Mr. Brzezinski, national security adviser to President Carter, is a professor at Johns Hopkins, a trustee at the Center for Strategic & International Studies, and the author, most recently, of "The Choice: Global Domination or Global Leadership" (Basic Books, 2004)
The ongoing upheaval in Kyrgyzstan and the peaceful Ukrainian and Georgian democratic revolutions reflect two major realities in the space of the former Soviet Union: First, the geopolitical pluralism which emerged as a consequence of the collapse of the Kremlin's imperial domination is now an irreversible fact, despite nostalgic efforts by Vladimir Putin to restore Moscow's control over the newly independent states. Second, the younger post-Soviet generation is increasingly impatient and disgusted by the corrupt, bureaucratic authoritarianism that has persisted in much of the area. The new political opposition tends to derive its vital strength from a genuine demographic discontinuity. Violent, but so far repressed, demonstrations in Belarus, where Mr. Putin has been backing a primitive dictator, and the less dramatic but far-reaching recent repudiation of the Kremlin's authority by Moldova's previously pro-Moscow leadership also illustrate how out of touch the Russian president is with political trends. His surprisingly inept policies are accentuating Russia's self-isolation, and today, almost all of Russia's neighbors are either afraid of Russia, contemptuous of it, or a combination of both. Hardly an improvement on the past, it is not a good foreign policy record.
That is why President Bush's decision to couple his forthcoming trip to Moscow in early May with a prior stop in the capital of Latvia and a follow-on stop in the capital of Georgia, as well as the pending visit to Washington by Ukraine's newly installed democratic president, are symbolically bold and strategically significant steps. The initial purpose of Mr. Bush's trip was to attend the celebration in Moscow of the 60th anniversary of the defeat of Nazism. However, overtones of Mr. Putin's planned celebration appeared to some Europeans, especially those only recently freed of Moscow's control, as a co-celebration of the victory of Stalinism. Their concerns were heightened by Mr. Putin's unwillingness to repudiate clearly the Ribbentrop-Molotov Pact that enabled Stalin and Hitler to partition Central Europe. The added visit to a Baltic capital by the president of America, one of the very few countries which refused for decades to accept the incorporation of the Baltic states into the Soviet Union, and a meeting there with the presidents of all three Baltic states (two of whom have declined the invitation to Moscow) will by itself speak volumes even if President Bush does not address the issue directly.
It would have been much better if the Russian government itself had chosen to use the celebration of the defeat of Hitlerism for an unambiguous denunciation of Stalinism and of its 45-year-long domination of Central Europe. The occasion then would have been a moment for reconciliation as well as a celebration. Central and East Europe need such reconciliation with Russia, and Russia itself could benefit as much from it as Germany benefited from the Franco-German, and the more recent German-Polish, reconciliation. But that kind of statesmanship can only come from leaders genuinely imbued with a deep democratic conviction.

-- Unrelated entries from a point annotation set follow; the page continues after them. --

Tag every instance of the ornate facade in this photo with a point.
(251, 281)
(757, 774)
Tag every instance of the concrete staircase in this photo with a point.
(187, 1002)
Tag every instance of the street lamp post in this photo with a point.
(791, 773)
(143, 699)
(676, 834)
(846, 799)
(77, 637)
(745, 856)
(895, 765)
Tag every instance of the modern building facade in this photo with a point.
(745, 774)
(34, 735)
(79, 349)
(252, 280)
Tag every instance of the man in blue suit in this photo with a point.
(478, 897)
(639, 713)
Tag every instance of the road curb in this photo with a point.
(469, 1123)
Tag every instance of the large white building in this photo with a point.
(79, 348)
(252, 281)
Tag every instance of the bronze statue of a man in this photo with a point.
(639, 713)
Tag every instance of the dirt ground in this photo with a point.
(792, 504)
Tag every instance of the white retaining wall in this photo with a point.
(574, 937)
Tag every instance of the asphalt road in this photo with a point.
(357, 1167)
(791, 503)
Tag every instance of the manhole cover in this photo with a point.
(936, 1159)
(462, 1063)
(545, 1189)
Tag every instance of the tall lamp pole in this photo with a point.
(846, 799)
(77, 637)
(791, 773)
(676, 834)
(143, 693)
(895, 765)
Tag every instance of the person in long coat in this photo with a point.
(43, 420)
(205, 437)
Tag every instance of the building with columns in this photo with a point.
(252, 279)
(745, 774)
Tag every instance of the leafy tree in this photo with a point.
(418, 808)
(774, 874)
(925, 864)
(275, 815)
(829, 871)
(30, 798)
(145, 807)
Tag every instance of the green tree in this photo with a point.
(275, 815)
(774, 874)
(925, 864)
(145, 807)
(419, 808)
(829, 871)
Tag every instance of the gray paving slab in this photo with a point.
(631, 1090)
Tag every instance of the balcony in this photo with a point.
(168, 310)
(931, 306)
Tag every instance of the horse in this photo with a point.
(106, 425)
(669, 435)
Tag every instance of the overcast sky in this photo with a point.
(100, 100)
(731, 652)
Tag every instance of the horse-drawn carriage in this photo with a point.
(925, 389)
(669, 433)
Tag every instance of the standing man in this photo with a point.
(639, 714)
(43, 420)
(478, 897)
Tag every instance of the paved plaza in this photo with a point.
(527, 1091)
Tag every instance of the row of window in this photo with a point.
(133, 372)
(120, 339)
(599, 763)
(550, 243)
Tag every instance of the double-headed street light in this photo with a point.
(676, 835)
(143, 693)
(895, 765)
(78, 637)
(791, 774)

A democratic geopolitical pluralism is beginning to surround Russia. Because the new states are so much less powerful, this environment in itself is incapable of seriously threatening Russia. However, their example will inevitably reinforce pressures within Russia for a similarly profound break with the authoritarian and chauvinist tradition that still dominates the Moscow political elite's mindset. And that break will come before too long, when the cumulative effects of increased contacts with the world, of democracy in adjoining and once dominated states, and of the inherent attraction of Europe prompt a basic redefinition in the minds of the younger Russians of their vision of what Russia ought to be. Russian youth are well educated. Increasingly, many have traveled and studied in the West. Indeed, there is somewhere, perhaps at the Harvard Business School or at the London School of Economics, a young Russian who will someday occupy the seat in the Kremlin currently filled by a graduate of the KGB.
The sooner Russia itself becomes a democracy, the more likely it is that change in the former Soviet Union will both peacefully consolidate geopolitical pluralism and give the younger generation's revolutionary wave a truly democratic definition. But it is of no help to the future of democracy in Russia to pretend that its non-democratic regime is already a democracy. It is also not reassuring to Russia's neighbors when its government equivocates regarding a past that is universally regarded as criminal. Clarity on these matters is the prerequisite to genuine democracy.
In an unexpected way, the wider symbolic and strategic manifestations surrounding the forthcoming Moscow celebration of Hitler's defeat may thus speed up the final burial of Stalin's legacy.